Who's to blame for carbon credits manipulation?
As published in the Financial Times, May 17th 2024
It is tempting to blame big bad oil companies for emissions scandals, with critical headlines like “Shell sold millions of ‘phantom’ carbon credits” (Report, May 6). But if your government offered to let you magically double your money from an investment that would “have a positive impact”, would you take them up on it? I would. If you were the government and this promise cost you nothing, would you make it? I’d probably do that too.
Is Shell really to blame for playing its best hand in the game for which the government sets the rules?
I thought perhaps companies that bought these carbon credits were also culpable. They must have known they were double-counted. But I think the fault is squarely with Canada’s Alberta provincial government. It is the government’s role to set the rules for businesses to follow, like correcting for externalities that are not priced into conventional measures of profit (eg environmental damage) or ensuring the market functions fairly without abusing power. Alberta’s aims were noble, but it seems they were trying to cut environmental damage in a way that reduces pressure on their budget from direct subsidy payments. Someone else is implicitly footing the bill.

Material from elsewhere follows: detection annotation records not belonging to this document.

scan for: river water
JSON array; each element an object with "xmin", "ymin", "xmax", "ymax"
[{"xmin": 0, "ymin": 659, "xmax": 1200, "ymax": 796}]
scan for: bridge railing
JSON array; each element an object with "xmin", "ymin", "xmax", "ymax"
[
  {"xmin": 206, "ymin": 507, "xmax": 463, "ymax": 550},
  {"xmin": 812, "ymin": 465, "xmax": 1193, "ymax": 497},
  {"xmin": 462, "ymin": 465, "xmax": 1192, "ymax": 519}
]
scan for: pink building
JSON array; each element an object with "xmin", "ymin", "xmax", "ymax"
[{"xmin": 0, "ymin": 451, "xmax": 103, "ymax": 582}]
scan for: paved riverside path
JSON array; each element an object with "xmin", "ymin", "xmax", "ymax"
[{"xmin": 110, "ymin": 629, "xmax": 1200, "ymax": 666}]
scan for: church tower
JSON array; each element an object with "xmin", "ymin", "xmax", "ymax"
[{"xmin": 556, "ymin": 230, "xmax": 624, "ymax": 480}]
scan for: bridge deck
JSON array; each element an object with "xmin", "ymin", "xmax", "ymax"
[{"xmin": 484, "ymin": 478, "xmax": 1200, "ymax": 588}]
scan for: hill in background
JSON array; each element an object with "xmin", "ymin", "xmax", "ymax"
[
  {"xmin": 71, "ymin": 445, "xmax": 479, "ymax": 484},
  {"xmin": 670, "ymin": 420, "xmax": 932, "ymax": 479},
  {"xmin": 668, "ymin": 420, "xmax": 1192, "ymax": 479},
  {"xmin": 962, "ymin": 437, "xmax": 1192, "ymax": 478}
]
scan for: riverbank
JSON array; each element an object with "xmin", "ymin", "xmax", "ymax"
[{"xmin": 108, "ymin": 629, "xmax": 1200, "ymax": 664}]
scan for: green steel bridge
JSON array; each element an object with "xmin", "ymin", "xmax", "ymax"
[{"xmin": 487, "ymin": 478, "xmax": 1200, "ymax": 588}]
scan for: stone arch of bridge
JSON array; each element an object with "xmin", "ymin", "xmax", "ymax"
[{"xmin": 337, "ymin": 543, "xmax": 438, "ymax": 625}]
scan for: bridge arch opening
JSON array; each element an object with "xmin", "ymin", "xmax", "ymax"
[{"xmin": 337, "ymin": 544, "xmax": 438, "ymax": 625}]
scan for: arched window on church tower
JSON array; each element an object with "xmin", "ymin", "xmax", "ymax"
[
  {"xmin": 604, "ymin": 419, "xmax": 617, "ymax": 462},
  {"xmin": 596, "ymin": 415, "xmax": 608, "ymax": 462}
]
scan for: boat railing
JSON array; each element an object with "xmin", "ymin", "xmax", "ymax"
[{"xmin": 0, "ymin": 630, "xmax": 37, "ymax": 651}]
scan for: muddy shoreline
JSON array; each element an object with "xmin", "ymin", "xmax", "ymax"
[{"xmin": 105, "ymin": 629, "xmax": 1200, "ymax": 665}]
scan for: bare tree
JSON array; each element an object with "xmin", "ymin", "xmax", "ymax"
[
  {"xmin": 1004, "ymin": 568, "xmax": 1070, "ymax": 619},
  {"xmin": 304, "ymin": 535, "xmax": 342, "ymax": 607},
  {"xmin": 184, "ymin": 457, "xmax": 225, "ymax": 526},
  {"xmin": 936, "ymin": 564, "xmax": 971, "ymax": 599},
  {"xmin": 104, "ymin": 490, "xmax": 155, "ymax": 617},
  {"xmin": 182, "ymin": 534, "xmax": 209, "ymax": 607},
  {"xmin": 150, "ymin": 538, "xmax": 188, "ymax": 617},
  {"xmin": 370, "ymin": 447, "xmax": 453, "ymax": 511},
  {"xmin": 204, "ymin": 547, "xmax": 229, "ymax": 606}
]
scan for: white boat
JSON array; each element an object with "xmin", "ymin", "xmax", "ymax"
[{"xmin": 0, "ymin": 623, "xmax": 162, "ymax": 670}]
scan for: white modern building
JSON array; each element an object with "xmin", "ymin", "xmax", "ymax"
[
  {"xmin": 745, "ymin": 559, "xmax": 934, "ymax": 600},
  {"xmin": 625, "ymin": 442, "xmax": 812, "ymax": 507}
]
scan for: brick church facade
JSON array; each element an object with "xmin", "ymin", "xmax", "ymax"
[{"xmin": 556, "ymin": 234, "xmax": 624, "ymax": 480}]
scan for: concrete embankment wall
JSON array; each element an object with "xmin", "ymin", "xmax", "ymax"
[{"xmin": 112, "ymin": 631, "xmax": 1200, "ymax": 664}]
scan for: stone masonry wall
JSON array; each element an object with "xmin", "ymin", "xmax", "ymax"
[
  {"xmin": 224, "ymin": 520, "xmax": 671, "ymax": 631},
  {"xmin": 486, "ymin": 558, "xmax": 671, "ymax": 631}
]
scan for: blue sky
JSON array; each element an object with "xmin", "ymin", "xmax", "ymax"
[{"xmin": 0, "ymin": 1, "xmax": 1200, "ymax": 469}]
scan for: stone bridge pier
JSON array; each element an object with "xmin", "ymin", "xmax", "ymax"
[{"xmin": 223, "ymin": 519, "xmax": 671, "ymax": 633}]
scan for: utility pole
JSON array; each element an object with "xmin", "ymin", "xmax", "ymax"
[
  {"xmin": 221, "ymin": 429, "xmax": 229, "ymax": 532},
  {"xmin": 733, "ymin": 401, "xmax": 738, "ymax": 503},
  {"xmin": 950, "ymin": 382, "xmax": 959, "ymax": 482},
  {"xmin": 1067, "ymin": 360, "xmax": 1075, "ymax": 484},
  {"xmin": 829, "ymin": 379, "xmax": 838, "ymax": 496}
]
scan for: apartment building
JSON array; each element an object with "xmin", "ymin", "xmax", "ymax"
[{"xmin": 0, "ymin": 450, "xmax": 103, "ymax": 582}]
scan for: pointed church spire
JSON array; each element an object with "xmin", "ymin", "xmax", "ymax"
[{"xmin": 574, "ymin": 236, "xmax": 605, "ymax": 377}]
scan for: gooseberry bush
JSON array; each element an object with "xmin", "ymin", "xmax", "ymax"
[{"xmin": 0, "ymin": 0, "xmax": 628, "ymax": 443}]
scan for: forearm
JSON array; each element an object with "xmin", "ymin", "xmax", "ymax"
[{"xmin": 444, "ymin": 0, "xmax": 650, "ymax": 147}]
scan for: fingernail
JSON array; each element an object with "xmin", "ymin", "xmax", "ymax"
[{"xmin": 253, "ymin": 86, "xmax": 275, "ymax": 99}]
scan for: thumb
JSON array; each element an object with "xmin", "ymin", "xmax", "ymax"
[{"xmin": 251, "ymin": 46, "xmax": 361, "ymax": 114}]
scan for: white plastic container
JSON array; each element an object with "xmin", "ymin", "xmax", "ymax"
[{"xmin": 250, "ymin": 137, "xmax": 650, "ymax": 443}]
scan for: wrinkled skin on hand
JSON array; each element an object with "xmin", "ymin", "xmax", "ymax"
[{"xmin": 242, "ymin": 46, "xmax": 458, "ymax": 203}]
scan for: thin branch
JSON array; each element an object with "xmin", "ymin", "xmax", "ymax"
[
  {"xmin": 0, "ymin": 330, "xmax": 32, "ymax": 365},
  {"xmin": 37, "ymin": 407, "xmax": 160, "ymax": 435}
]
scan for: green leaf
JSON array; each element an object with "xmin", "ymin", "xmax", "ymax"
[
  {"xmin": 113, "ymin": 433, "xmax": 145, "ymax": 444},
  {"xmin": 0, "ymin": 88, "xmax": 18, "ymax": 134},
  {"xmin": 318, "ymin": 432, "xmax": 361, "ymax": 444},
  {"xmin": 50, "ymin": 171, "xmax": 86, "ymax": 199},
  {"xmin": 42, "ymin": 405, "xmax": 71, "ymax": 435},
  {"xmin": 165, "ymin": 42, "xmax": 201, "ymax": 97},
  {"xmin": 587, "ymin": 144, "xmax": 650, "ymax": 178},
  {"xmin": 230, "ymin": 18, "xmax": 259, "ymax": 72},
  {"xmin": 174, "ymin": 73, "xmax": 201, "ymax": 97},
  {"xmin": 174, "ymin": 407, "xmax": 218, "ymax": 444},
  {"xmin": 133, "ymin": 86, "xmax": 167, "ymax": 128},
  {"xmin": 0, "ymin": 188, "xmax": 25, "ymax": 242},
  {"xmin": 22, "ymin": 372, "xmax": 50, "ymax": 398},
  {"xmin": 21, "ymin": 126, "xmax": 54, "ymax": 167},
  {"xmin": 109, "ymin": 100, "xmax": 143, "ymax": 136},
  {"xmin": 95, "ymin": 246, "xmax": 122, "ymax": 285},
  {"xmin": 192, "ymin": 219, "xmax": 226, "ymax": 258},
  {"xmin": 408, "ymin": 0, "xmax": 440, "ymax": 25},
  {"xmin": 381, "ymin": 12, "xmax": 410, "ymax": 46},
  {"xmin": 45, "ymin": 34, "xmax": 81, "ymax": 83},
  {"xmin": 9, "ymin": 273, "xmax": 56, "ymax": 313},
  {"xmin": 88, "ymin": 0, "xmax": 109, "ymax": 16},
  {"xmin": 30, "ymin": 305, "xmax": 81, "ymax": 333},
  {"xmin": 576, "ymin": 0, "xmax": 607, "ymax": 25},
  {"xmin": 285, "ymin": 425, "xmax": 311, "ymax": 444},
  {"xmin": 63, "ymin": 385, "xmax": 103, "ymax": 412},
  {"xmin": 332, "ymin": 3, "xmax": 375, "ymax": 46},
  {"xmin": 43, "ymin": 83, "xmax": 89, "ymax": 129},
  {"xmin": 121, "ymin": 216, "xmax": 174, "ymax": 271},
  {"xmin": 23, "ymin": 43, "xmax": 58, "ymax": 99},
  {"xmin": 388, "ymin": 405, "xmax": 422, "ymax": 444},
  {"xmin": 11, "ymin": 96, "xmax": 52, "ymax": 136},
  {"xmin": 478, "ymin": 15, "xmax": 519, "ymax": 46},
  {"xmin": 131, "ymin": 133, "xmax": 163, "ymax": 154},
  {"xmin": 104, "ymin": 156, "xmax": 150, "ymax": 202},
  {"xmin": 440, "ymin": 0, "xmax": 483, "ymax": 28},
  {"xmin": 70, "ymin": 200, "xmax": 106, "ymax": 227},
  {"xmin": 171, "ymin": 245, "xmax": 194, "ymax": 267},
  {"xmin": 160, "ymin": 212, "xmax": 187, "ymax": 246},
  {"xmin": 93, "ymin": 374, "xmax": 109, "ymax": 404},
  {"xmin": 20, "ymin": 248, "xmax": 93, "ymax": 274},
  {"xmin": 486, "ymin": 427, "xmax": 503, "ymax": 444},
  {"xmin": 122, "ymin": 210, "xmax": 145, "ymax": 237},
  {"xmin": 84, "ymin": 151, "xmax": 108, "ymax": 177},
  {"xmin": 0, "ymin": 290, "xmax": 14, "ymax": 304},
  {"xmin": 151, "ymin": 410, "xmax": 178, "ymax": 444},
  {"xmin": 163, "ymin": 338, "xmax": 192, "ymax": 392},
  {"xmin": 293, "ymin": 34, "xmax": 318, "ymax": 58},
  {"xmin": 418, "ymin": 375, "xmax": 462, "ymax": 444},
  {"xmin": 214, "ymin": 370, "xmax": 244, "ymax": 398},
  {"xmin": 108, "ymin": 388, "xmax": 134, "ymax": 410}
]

At best, inflating the number of carbon credits that a company is allowed to sell sows confusion and doubt in the carbon credit market, making companies and people less likely to buy into its benefits. At worst, this carbon credits manipulation allows companies to get away with not reducing their emissions at all.
We can’t afford for either to happen if we genuinely care about reducing carbon emissions, least of all at the hands of our own governments.